When they died, the boy was no older than twelve or thirteen, the girl no older than ten. The boy apparently had developed normally, but the girl showed signs of a bilateral deformity of the femurs, meaning that her legs were short and curved; she walked with a bowed gait. The children lived in a settlement we now call Sunghir, along a riverbank in Russia about two hundred kilometers east of today’s Moscow. Sunghir’s permafrost attests to a challenging climate. When it came time to dig through the cold earth to lay the children’s bodies to rest, the Sunghir community drew together. Through a collective eye for beauty and many hours of skilled labor, these people ensured that the children would leave this world by way of a spectacular burial ritual.

We have no eyewitness reports to the ceremony, because the children died twenty-four thousand years ago. This period of the Paleolithic predates not only writing but also settled village life and the domestication of crops or most animals. This isn’t to say that the Sunghir people, anatomically modern
Homo sapiens,
led simple lives. Gorgeously rendered animal images, alive with color and painted on walls at caves like Chauvet in France starting around thirty-five thousand years ago, reveal the cultural complexity of our
Homo sapiens
ancestors.

Archaeologists’ descriptions invite us to imagine that long-ago day when the Sunghir community convened at the grave. Vincenzo Formicola and Alexandra Buzhilova write:

The
two children were buried head to head in supine position in a long, narrow, and shallow grave dug into the permafrost. The skeletons were covered with red ocher and accompanied by extraordinarily rich and unique grave goods. Thousands of ivory beads, probably sewn onto clothes, long spears of straightened mammoth tusks (one of which is 240 cm long), ivory daggers, hundreds of perforated arctic fox canines, pierced antler rods, bracelets, ivory animal carvings, ivory pins, and disc-shaped pendants were part of the ornamentation of the burial.
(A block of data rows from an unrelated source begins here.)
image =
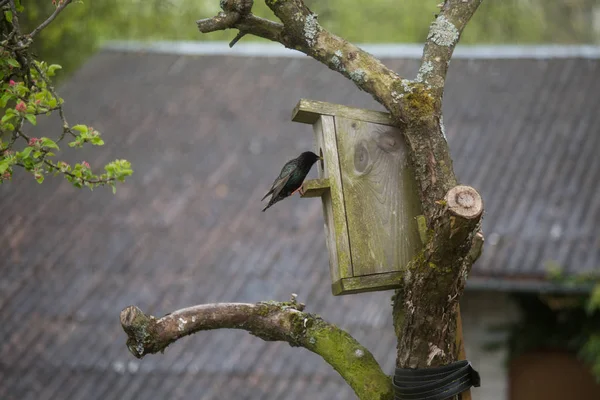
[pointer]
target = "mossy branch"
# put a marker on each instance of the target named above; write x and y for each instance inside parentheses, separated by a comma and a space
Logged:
(271, 321)
(444, 34)
(300, 30)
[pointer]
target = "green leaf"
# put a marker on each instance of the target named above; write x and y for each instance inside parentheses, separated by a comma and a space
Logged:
(52, 68)
(31, 118)
(80, 128)
(5, 99)
(12, 62)
(594, 301)
(96, 141)
(49, 143)
(25, 153)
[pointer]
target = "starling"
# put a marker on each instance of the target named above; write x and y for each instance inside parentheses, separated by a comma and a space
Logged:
(291, 177)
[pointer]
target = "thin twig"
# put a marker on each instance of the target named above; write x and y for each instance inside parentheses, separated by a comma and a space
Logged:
(237, 38)
(51, 18)
(81, 179)
(59, 107)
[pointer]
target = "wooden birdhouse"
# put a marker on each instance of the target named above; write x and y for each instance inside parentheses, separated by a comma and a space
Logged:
(369, 195)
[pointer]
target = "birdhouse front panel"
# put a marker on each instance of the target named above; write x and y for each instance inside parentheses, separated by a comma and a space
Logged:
(336, 230)
(380, 197)
(369, 195)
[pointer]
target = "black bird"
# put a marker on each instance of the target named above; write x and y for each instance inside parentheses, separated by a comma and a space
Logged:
(291, 177)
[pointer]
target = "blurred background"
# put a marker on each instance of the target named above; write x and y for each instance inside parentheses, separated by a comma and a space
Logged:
(207, 134)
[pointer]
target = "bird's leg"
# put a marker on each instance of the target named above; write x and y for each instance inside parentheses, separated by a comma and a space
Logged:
(299, 190)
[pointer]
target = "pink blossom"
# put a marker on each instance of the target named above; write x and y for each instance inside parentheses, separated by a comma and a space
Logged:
(21, 107)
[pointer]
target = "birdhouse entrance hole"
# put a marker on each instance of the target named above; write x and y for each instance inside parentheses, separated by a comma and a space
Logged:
(369, 195)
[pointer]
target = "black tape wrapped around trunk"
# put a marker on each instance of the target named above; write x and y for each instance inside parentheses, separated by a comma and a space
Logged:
(437, 383)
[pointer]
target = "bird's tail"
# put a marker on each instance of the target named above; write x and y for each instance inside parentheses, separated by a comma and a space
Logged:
(268, 205)
(265, 196)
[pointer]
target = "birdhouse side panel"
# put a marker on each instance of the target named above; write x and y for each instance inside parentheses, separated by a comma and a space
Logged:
(336, 231)
(380, 196)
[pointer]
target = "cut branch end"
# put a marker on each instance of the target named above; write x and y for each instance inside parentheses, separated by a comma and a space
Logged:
(464, 201)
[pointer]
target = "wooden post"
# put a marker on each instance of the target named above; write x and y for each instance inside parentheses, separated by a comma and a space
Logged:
(462, 354)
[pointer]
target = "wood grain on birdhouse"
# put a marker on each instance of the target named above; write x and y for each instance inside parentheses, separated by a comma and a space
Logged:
(369, 195)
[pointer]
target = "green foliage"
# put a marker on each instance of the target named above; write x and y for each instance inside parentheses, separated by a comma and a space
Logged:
(74, 35)
(376, 21)
(570, 322)
(591, 349)
(26, 93)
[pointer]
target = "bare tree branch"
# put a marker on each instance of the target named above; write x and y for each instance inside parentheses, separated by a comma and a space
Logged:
(271, 321)
(52, 17)
(443, 36)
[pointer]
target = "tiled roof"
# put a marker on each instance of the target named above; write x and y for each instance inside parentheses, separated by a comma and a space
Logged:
(206, 136)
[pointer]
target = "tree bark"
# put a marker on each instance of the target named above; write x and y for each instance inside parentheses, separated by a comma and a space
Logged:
(425, 311)
(281, 321)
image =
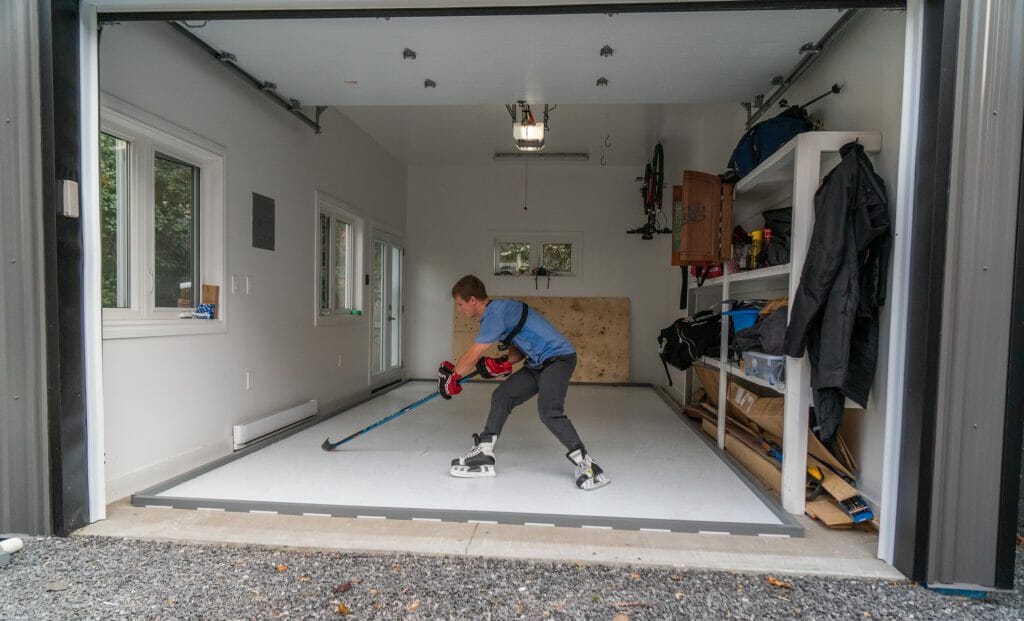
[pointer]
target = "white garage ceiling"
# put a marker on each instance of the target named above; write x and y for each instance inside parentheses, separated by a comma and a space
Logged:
(481, 60)
(479, 64)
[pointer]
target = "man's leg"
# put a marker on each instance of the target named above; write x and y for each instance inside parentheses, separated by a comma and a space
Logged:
(552, 385)
(516, 389)
(554, 382)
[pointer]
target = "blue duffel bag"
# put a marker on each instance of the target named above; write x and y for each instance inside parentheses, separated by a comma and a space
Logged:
(765, 138)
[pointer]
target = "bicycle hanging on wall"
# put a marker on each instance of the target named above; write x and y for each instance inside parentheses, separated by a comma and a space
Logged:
(653, 179)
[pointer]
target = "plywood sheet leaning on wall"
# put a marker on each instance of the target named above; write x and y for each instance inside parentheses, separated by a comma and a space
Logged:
(597, 327)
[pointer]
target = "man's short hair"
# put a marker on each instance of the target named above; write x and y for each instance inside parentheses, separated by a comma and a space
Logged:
(469, 286)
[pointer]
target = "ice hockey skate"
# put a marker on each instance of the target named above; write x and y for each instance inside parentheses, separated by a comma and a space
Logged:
(589, 475)
(478, 462)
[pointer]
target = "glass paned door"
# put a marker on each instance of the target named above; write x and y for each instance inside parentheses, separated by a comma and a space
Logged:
(387, 309)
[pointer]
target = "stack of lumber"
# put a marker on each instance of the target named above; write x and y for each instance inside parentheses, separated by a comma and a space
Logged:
(754, 438)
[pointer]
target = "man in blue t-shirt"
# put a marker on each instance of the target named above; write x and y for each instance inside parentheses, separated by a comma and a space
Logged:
(550, 361)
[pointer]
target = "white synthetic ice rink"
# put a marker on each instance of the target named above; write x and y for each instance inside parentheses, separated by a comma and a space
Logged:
(659, 468)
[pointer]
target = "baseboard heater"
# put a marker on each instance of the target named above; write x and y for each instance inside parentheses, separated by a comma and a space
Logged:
(255, 430)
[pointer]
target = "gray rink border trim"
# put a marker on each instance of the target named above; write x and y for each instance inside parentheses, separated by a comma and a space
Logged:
(151, 497)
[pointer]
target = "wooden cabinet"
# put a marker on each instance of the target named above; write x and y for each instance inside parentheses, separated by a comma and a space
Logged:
(701, 219)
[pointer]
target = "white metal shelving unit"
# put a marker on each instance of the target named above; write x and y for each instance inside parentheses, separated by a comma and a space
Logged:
(793, 172)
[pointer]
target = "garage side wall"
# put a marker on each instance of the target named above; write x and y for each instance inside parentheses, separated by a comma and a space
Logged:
(170, 402)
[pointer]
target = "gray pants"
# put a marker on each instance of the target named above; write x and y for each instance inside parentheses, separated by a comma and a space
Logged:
(550, 383)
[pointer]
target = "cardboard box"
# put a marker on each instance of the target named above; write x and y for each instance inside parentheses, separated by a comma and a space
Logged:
(763, 467)
(765, 412)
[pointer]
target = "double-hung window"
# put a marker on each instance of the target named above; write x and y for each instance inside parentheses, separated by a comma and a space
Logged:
(339, 257)
(524, 253)
(161, 200)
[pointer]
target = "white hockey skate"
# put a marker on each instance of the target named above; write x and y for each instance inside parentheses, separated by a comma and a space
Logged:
(589, 475)
(478, 462)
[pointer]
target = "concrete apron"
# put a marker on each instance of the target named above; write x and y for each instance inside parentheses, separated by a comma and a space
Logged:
(820, 551)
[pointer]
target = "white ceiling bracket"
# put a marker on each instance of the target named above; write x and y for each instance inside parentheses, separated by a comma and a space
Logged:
(268, 88)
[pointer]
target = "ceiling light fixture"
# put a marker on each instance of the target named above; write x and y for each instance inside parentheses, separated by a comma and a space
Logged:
(548, 157)
(526, 132)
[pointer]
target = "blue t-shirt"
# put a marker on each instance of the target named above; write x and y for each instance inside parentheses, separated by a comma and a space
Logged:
(538, 340)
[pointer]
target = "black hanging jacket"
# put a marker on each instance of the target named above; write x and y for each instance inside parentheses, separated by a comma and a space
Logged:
(835, 314)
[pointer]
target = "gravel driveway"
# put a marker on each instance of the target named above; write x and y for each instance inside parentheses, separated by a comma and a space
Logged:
(111, 578)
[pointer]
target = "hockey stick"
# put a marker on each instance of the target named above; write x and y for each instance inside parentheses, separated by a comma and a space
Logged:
(330, 446)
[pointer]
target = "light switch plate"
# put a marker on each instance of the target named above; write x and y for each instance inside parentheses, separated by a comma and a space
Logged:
(69, 206)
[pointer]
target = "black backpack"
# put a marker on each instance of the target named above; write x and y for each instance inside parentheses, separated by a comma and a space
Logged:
(687, 339)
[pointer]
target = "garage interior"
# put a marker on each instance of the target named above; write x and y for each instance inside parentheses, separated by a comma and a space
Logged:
(408, 146)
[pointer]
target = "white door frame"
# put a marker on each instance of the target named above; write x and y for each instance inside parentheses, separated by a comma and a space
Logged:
(390, 353)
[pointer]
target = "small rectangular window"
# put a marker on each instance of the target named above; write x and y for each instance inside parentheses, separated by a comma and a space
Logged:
(341, 261)
(525, 253)
(513, 258)
(175, 233)
(162, 203)
(558, 257)
(115, 240)
(338, 258)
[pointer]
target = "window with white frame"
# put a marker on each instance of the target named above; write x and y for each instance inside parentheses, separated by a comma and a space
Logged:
(339, 256)
(161, 209)
(523, 253)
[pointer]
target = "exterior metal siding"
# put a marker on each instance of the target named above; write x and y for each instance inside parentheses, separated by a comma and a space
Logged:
(979, 273)
(24, 469)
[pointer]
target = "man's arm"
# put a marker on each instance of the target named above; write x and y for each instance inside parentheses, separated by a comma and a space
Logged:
(515, 355)
(467, 362)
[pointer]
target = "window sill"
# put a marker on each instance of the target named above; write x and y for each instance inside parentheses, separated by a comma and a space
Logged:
(336, 320)
(559, 275)
(162, 327)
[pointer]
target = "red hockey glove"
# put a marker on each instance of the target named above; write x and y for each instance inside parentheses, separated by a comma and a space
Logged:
(494, 367)
(448, 380)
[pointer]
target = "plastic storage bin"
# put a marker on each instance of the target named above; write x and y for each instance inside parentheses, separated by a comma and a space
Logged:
(767, 367)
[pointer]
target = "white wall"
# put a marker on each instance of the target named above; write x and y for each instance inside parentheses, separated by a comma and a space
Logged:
(170, 402)
(455, 210)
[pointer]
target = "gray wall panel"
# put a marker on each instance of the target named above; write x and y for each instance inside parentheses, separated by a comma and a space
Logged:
(24, 480)
(978, 291)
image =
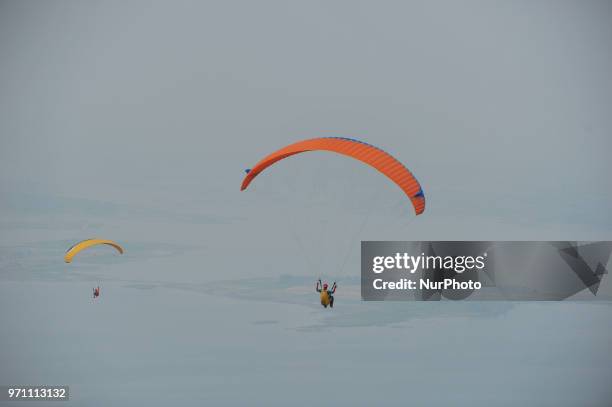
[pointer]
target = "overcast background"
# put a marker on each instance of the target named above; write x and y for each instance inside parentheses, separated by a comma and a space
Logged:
(134, 121)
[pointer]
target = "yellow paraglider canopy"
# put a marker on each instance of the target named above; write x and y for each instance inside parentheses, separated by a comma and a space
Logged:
(72, 251)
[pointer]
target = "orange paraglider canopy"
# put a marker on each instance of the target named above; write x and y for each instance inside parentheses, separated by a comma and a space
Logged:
(359, 150)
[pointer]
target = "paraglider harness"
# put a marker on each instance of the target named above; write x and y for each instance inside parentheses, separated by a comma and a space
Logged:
(319, 288)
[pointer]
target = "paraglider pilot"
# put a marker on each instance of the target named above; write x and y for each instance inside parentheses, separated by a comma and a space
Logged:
(327, 295)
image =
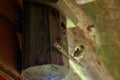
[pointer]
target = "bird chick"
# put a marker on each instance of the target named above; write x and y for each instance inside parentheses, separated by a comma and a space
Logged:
(78, 50)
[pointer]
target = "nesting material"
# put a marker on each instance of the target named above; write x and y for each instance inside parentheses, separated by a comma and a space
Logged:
(45, 72)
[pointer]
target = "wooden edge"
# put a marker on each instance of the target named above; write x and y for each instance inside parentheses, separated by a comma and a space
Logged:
(9, 73)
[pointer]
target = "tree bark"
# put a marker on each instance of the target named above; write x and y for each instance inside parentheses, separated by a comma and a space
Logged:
(92, 67)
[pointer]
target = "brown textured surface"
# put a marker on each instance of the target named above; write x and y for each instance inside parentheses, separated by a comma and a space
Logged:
(106, 14)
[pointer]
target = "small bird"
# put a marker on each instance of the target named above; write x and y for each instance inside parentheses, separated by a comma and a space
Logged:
(78, 50)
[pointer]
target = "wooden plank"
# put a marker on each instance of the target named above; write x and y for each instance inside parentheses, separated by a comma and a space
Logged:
(36, 35)
(43, 26)
(57, 27)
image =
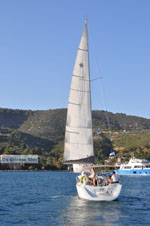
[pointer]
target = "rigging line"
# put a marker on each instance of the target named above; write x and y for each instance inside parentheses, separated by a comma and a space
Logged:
(102, 87)
(95, 79)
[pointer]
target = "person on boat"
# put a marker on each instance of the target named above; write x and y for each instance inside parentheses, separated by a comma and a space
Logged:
(114, 177)
(109, 180)
(92, 177)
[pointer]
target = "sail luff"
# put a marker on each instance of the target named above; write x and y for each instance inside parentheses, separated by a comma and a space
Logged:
(78, 134)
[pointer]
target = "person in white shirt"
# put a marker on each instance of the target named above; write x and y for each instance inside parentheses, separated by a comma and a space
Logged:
(114, 177)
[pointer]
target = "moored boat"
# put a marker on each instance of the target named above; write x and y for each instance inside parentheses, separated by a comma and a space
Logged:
(134, 167)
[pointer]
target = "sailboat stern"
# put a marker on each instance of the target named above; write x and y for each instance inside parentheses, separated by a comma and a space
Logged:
(97, 193)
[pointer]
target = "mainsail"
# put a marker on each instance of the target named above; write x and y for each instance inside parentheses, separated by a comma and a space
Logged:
(78, 134)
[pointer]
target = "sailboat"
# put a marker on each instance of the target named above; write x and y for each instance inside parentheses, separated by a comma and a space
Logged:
(78, 148)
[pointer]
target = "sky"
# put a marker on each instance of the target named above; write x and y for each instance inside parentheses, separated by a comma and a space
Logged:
(38, 45)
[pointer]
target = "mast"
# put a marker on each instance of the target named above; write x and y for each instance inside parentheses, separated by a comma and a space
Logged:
(78, 134)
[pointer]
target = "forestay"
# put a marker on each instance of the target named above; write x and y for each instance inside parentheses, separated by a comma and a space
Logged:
(78, 134)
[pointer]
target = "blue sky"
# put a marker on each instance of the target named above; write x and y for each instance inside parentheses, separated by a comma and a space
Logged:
(38, 45)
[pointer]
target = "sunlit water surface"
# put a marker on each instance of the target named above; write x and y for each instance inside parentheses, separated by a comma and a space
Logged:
(50, 198)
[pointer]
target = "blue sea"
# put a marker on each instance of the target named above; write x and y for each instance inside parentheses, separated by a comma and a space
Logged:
(50, 198)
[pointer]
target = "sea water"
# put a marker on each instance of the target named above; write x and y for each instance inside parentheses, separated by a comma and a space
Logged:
(50, 198)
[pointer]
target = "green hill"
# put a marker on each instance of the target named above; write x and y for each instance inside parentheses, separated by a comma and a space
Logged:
(42, 133)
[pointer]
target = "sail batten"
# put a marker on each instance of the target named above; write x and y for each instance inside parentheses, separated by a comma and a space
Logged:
(79, 135)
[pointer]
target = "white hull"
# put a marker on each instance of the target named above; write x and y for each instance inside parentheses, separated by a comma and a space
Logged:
(98, 193)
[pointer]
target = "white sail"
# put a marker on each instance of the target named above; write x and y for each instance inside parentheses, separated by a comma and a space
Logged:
(78, 135)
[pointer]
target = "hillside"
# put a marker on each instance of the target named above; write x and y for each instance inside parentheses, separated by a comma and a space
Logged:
(42, 133)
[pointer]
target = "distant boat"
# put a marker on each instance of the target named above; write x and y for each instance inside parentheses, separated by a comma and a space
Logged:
(79, 136)
(134, 167)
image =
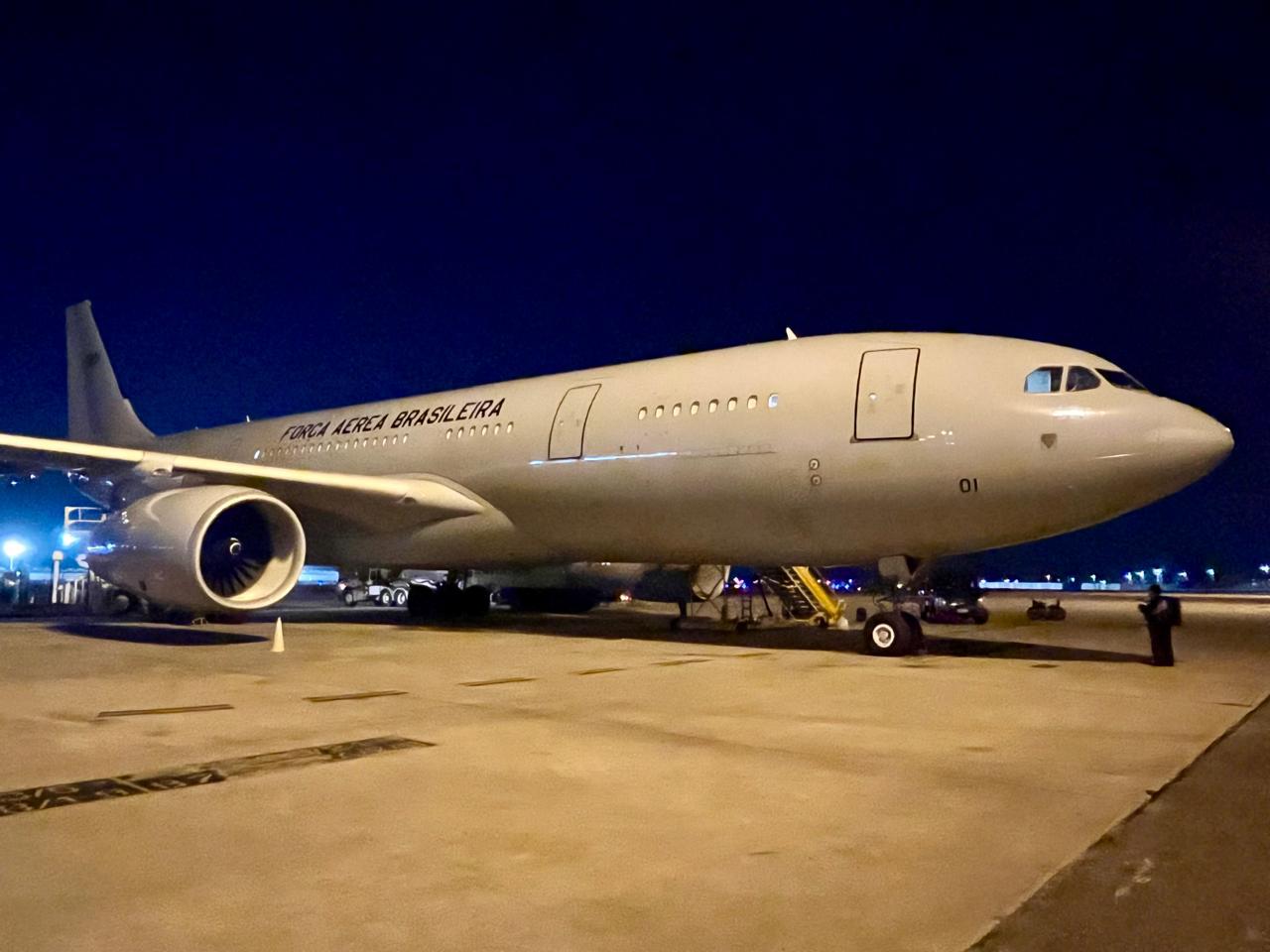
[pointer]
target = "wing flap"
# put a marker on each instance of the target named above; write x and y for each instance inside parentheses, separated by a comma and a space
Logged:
(358, 498)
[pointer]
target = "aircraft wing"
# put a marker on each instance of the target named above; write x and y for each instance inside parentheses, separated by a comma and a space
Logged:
(376, 502)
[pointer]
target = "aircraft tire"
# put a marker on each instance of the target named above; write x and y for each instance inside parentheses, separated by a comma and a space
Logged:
(421, 602)
(915, 630)
(887, 634)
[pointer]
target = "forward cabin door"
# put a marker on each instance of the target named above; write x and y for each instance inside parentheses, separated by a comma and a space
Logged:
(884, 394)
(571, 422)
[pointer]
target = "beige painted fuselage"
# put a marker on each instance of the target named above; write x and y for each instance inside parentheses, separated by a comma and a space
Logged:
(818, 451)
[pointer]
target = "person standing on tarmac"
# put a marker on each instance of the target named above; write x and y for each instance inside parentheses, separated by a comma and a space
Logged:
(1161, 613)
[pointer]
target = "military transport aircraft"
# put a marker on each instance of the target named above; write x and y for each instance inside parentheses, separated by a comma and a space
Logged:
(839, 449)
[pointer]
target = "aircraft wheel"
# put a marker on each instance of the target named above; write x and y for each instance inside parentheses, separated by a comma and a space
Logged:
(887, 634)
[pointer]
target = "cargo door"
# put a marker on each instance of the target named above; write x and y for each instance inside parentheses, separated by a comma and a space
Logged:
(571, 422)
(884, 394)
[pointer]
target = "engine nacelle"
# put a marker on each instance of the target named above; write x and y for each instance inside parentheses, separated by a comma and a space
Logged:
(204, 547)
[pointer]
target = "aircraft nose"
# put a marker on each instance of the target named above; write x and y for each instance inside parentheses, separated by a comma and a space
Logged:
(1192, 439)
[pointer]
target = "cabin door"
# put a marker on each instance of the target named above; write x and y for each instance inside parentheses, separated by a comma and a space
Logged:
(571, 422)
(884, 394)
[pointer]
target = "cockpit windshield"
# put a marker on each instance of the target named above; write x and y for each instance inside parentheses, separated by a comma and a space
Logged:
(1044, 380)
(1080, 379)
(1119, 379)
(1051, 380)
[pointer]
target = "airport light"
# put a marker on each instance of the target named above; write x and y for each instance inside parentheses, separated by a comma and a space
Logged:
(14, 548)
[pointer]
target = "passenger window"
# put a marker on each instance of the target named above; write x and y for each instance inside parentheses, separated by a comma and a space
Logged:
(1044, 380)
(1119, 379)
(1080, 379)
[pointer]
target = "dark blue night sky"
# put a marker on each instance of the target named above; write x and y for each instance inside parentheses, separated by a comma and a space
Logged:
(303, 206)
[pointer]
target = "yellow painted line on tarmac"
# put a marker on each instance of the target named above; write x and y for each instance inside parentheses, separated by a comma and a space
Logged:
(167, 710)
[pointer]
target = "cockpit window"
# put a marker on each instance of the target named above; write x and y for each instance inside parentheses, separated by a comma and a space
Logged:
(1119, 379)
(1080, 379)
(1044, 380)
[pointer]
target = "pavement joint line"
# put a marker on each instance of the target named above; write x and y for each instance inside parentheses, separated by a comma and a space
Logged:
(1152, 794)
(362, 696)
(37, 798)
(191, 708)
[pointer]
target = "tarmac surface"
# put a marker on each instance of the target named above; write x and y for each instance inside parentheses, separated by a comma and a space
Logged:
(599, 782)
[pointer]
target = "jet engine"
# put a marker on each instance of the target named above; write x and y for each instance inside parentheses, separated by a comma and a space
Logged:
(203, 547)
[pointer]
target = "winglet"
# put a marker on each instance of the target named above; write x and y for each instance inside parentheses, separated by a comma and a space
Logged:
(96, 412)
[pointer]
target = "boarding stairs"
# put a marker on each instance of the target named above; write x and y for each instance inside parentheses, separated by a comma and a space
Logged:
(804, 593)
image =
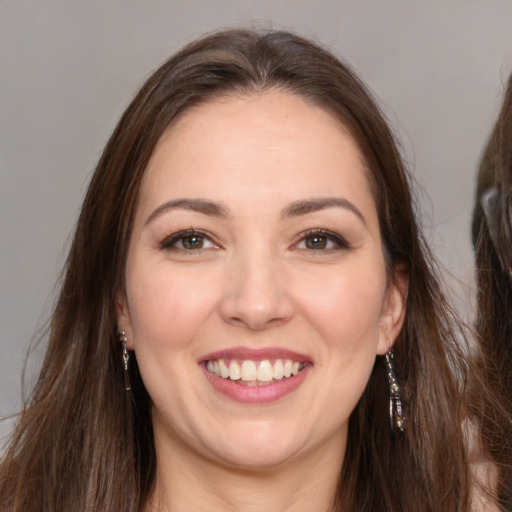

In the world of anthropology, this description of Sunghir’s double-child burial is famous. It was a rare practice to bury children so long ago, at least judging from the graves that archaeologists have to this point uncovered. Even rarer was the girl’s deformity, but it strengthens scientists’ suspicion that prehistoric burial for this age range occurred more often when the child’s anatomy deviated from the normal. Still, only one of the Sunghir children fits into this category, and all indicators are that she died for reasons unrelated to the bowing of her legs. Archaeologists feel certain the two deaths happened close enough in time for the children’s burials to be simultaneous. Perhaps an accident befell the boy and the girl when they were foraging or carrying out some other activity on behalf of the community, or maybe they fell victim to disease.